Vergogna lo Stato rema contro.
Giovanni Brusca, fedelissimo del capo dei capi di Cosa nostra, Totò Riina, prima di diventare un collaboratore di giustizia ammettendo, tra l’altro, il suo ruolo nella strage di Capaci, il 23 maggio del 1992, nella quale morirono il giudice Giovanni Falcone, la moglie e gli uomini della scorta, e nell’uccisione del piccolo Giuseppe Di Matteo. Ha lasciato oggi, dopo 25 anni come scrive L’Espresso, il penitenziario di Rebibbia, a Roma, con 45 giorni di anticipo rispetto alla scadenza della condanna. Brusca sarà sottoposto a controlli e protezione e a quattro anni di libertà vigilata, come deciso dalla Corte d’Appello di Milano. La notizia ha trovato conferma in ambienti investigativi.
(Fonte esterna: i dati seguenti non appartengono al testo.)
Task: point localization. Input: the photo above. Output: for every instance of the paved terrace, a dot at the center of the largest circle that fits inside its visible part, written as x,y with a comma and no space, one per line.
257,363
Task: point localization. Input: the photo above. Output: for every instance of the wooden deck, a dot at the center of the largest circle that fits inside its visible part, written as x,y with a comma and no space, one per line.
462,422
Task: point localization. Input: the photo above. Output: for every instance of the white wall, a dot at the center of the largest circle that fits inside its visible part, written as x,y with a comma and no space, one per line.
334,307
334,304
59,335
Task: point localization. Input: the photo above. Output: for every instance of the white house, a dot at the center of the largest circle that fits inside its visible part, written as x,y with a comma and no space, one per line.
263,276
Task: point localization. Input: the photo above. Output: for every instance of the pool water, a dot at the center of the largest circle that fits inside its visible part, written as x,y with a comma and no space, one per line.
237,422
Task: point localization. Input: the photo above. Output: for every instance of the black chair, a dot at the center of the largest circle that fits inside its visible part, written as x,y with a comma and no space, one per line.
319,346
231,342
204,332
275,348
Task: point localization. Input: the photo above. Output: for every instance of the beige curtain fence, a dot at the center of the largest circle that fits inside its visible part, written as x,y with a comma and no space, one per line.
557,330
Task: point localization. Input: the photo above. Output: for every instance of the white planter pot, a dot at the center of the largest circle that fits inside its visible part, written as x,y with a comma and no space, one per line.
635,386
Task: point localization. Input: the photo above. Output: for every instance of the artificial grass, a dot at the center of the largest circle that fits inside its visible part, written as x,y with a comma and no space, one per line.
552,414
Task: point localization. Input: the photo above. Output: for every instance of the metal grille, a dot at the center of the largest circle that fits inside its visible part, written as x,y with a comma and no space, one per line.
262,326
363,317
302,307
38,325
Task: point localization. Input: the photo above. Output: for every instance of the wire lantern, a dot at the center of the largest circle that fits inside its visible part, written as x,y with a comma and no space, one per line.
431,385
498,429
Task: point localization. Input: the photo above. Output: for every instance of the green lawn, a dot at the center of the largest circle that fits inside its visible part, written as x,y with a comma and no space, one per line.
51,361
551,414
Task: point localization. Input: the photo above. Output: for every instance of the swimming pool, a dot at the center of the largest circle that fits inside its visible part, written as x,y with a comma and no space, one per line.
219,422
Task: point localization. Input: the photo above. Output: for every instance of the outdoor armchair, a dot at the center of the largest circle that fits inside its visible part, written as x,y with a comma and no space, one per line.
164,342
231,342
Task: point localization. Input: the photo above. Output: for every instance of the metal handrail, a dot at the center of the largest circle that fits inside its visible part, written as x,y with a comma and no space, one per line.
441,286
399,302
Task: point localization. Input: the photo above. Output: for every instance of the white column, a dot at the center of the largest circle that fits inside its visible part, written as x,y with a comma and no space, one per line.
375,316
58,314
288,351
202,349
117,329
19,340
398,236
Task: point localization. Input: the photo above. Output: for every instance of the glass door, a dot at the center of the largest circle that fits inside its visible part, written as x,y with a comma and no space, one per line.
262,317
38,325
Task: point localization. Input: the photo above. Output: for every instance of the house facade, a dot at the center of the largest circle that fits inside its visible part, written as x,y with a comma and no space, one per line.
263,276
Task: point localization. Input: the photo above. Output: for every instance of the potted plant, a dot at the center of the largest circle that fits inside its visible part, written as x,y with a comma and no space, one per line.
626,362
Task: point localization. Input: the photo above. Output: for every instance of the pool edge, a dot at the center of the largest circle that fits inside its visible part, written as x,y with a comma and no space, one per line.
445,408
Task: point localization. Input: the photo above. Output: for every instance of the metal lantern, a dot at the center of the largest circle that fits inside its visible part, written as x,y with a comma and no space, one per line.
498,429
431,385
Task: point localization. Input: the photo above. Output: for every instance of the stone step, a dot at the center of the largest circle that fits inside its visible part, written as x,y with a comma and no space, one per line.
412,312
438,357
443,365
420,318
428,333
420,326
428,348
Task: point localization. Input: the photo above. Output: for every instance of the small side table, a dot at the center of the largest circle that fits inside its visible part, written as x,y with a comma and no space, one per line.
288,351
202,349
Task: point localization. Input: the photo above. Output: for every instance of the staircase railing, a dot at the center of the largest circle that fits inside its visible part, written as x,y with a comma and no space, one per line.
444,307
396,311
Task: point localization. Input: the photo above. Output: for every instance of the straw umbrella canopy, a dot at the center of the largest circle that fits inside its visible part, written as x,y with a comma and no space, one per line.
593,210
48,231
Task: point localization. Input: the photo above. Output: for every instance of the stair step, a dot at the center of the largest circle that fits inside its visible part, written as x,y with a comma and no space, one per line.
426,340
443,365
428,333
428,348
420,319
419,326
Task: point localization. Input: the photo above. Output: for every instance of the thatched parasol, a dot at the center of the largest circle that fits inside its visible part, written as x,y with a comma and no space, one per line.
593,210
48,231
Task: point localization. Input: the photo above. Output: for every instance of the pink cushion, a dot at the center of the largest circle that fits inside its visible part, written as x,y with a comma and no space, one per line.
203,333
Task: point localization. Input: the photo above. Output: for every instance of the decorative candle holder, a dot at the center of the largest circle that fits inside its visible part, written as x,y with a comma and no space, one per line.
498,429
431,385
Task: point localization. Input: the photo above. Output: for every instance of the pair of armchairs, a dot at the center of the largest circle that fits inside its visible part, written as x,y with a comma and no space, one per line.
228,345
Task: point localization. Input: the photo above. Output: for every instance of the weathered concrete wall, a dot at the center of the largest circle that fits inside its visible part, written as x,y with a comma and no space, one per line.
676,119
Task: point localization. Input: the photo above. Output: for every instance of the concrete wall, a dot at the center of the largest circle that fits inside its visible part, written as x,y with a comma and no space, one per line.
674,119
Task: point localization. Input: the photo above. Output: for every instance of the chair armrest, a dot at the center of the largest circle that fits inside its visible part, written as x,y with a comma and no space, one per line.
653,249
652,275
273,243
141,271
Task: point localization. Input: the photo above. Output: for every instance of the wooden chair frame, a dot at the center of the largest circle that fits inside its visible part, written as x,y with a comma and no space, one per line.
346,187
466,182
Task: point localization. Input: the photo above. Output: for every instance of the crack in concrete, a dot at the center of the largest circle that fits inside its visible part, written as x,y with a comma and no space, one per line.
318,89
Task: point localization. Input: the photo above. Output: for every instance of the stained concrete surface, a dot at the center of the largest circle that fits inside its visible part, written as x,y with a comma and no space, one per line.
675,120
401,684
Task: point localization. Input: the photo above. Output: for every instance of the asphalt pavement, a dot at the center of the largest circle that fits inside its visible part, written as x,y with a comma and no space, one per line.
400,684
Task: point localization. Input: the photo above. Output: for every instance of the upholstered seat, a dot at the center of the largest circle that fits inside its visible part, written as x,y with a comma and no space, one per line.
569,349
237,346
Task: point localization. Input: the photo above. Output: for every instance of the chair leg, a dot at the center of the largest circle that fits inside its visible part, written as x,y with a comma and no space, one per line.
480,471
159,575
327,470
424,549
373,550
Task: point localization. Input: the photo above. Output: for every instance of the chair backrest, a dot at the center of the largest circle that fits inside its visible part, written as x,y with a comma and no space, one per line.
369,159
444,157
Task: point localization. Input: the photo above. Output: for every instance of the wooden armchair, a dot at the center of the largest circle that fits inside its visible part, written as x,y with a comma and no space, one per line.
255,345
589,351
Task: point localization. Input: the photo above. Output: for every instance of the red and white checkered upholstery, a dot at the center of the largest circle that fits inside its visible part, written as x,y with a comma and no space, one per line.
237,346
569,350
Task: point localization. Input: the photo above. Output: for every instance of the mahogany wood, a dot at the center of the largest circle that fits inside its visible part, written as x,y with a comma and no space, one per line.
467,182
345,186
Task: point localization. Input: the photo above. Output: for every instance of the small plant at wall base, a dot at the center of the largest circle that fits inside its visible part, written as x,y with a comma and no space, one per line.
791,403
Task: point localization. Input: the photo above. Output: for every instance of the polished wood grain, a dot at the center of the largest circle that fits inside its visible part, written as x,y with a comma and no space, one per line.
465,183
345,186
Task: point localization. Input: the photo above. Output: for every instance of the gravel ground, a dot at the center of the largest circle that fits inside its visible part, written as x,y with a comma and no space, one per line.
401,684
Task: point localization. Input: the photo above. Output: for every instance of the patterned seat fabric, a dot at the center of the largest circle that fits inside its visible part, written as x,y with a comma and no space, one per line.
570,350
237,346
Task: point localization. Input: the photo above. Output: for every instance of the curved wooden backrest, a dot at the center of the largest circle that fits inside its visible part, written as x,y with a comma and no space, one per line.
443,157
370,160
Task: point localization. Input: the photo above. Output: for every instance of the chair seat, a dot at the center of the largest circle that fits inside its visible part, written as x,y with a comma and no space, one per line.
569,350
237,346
Brusca, 64 anni, due anni con precisione il 19 ottobre aveva chiesto la scarcerazione ma la Cassazione disse di no. La Cassazione aveva respinto l’istanza dei legali per ottenere gli arresti domiciliari. La procura generale della Corte di Cassazione aveva chiesto, con una requisitoria scritta, ai giudici della prima sezione penale di rigettare il ricorso dell’ex boss di Cosa Nostra contro la decisione del tribunale di sorveglianza di Roma. I legali di Brusca, infatti, avevano chiamato in causa la Cassazione, perché decidesse in merito alla sentenza del tribunale che, nel marzo 2019, aveva respinto l’istanza del mafioso per la detenzione domiciliare. In 25 anni di carcere Brusca ha ottenuto oltre 80 permessi premi. La sorte ha voluto che Brusca beneficiasse proprio di una legge voluta da Giovanni Falcone, la stessa prevedeva sconti di pena proprio per i collaboratori di giustizia ritenuti attendibili. Il destino ha voluto che quel collaboratore fosse il suo carnefice. Forte indignazione da parte di tutti i famigliari delle vittime per mano della Mafia.